There are moments I wish I was a woman. Many moments, actually. Like when I walk into a banking hall to deposit a cheque and I only have ten minutes but then I get there and realise my ticket number is 179, while the person being served has ticket number 98. In those moments I wish I was a pregnant woman in flat shoes and a big nose, because I strike myself as the kind of woman who would grow a really massive nose if I was preggers. I would stand there in the middle of the banking hall dramatically dabbing my brow with a handkerchief, the tip of my swollen nose reflecting a lot of light and looking like shone brass, and I’d wait for someone – a member of staff – to come and gently lead me by the elbow to the next free teller or seat me in the manager’s office and offer me a cold beverage.

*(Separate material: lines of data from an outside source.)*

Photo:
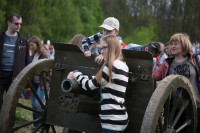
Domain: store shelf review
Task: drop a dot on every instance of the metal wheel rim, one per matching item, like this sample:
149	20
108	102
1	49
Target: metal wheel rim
159	98
16	88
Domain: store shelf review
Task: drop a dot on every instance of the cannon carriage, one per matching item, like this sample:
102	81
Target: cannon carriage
150	109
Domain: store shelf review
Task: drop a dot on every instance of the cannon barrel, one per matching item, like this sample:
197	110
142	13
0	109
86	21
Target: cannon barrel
67	85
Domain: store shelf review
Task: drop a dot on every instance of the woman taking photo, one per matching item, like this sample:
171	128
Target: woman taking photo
113	79
182	63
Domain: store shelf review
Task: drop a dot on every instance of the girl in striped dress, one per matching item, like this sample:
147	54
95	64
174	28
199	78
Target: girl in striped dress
113	78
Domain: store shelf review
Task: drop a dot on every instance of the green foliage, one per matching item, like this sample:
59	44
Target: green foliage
142	35
56	20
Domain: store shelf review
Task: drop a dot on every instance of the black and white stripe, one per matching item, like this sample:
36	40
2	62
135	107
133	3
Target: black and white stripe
113	112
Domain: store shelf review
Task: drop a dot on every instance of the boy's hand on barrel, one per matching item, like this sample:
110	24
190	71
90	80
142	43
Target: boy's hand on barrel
87	54
70	75
99	58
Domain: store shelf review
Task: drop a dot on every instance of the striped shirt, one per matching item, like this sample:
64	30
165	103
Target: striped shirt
113	113
86	42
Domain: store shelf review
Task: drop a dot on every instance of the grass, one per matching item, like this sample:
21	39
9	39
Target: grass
23	116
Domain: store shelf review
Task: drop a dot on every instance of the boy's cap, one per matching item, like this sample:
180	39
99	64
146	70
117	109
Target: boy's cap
110	23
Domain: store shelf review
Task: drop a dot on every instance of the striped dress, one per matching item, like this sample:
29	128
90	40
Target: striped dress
113	113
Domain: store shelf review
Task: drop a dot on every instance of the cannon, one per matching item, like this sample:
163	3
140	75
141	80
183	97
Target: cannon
150	109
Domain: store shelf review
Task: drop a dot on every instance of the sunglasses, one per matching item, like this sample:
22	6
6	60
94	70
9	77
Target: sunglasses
156	49
104	47
17	24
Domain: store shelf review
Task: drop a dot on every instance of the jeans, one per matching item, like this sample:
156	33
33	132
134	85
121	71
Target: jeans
198	126
34	101
110	131
5	81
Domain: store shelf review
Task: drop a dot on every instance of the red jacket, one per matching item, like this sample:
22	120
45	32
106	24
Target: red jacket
162	71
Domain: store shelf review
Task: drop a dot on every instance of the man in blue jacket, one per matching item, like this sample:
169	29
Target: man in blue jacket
14	53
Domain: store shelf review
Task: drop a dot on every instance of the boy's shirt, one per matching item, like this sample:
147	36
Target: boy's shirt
86	42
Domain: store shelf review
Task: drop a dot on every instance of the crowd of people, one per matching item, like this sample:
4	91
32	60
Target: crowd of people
170	58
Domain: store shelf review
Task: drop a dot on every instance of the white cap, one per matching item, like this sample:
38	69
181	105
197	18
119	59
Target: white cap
110	23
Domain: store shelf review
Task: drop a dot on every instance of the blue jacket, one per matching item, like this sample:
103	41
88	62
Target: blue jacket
138	48
22	57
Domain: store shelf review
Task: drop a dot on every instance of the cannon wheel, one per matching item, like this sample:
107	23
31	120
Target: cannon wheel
164	112
11	102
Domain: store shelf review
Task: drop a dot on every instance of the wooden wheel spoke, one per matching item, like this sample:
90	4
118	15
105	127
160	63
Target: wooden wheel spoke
174	106
38	98
37	128
160	124
53	129
166	111
27	123
29	108
187	123
185	104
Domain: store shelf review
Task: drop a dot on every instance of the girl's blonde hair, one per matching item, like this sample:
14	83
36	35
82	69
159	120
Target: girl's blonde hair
184	41
114	53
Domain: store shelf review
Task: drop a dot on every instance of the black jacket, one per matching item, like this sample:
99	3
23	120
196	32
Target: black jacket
21	58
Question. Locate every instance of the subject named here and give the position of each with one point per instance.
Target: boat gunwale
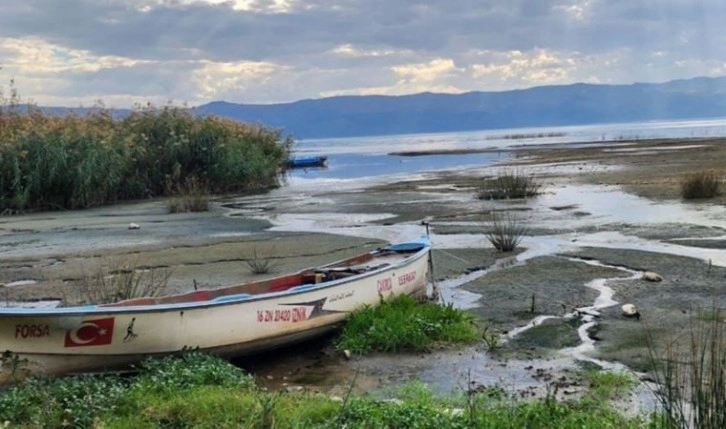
(193, 305)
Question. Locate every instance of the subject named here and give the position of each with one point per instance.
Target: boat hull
(61, 342)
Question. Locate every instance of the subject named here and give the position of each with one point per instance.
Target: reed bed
(78, 161)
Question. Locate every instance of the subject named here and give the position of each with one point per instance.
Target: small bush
(189, 370)
(691, 375)
(261, 262)
(50, 162)
(505, 234)
(122, 279)
(404, 324)
(509, 185)
(63, 402)
(192, 196)
(700, 185)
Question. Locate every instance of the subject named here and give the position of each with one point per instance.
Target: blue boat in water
(306, 161)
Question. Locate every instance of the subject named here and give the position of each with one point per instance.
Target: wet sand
(614, 206)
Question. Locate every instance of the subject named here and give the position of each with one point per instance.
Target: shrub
(260, 262)
(505, 234)
(700, 185)
(78, 161)
(192, 196)
(404, 324)
(189, 370)
(122, 279)
(692, 379)
(509, 185)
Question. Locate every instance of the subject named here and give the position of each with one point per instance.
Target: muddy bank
(667, 308)
(649, 168)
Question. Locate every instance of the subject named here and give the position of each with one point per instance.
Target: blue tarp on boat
(306, 161)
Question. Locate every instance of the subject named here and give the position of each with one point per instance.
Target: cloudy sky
(73, 52)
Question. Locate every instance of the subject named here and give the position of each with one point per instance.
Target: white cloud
(282, 50)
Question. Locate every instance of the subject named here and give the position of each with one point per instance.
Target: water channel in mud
(448, 370)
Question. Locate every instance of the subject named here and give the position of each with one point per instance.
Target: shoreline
(572, 218)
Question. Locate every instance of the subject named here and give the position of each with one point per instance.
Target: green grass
(404, 324)
(606, 385)
(509, 185)
(700, 185)
(52, 162)
(199, 391)
(192, 196)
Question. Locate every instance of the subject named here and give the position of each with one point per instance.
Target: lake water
(362, 157)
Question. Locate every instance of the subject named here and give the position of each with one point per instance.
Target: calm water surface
(360, 157)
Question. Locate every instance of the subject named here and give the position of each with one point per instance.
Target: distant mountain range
(555, 105)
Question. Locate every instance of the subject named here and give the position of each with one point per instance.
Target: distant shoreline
(537, 146)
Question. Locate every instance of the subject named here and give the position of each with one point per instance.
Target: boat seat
(301, 288)
(235, 297)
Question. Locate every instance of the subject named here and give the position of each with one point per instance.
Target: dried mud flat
(607, 214)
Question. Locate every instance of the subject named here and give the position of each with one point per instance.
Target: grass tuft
(606, 385)
(260, 262)
(50, 162)
(506, 233)
(509, 185)
(192, 196)
(691, 374)
(700, 185)
(404, 324)
(122, 279)
(197, 390)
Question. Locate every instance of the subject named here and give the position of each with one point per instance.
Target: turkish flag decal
(98, 332)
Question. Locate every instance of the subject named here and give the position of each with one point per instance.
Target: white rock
(652, 277)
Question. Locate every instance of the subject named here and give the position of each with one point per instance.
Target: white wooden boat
(228, 321)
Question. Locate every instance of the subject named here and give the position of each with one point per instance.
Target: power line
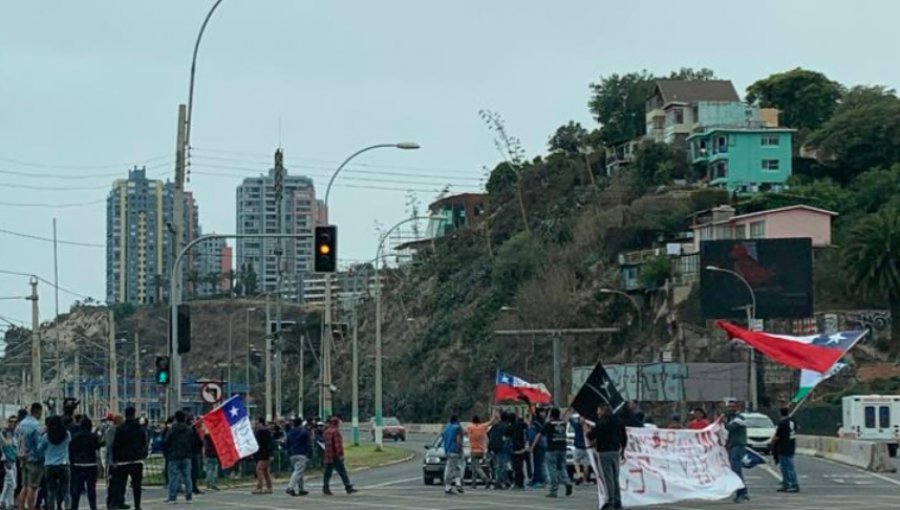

I’d get to mischief too. I’d go to a restaurant and after eating half my food I’d call the manager and looking horrified ask, “Did you put nuts in this food?” And the manager would say, “No, ma’am. We don’t put nuts in our hummus.”
“Well, I can taste nuts in this hummus!”
“Uhm, I’m sorry but I’m pretty certain certain that we -”
“I can taste nuts in this hummus!” (Almost in tears now.)
He would be at a loss because he wouldn’t wish to upset a pregnant woman even though he was 100 percent certain there were no nuts in the hummus.
I would act distraught, taking deep breaths.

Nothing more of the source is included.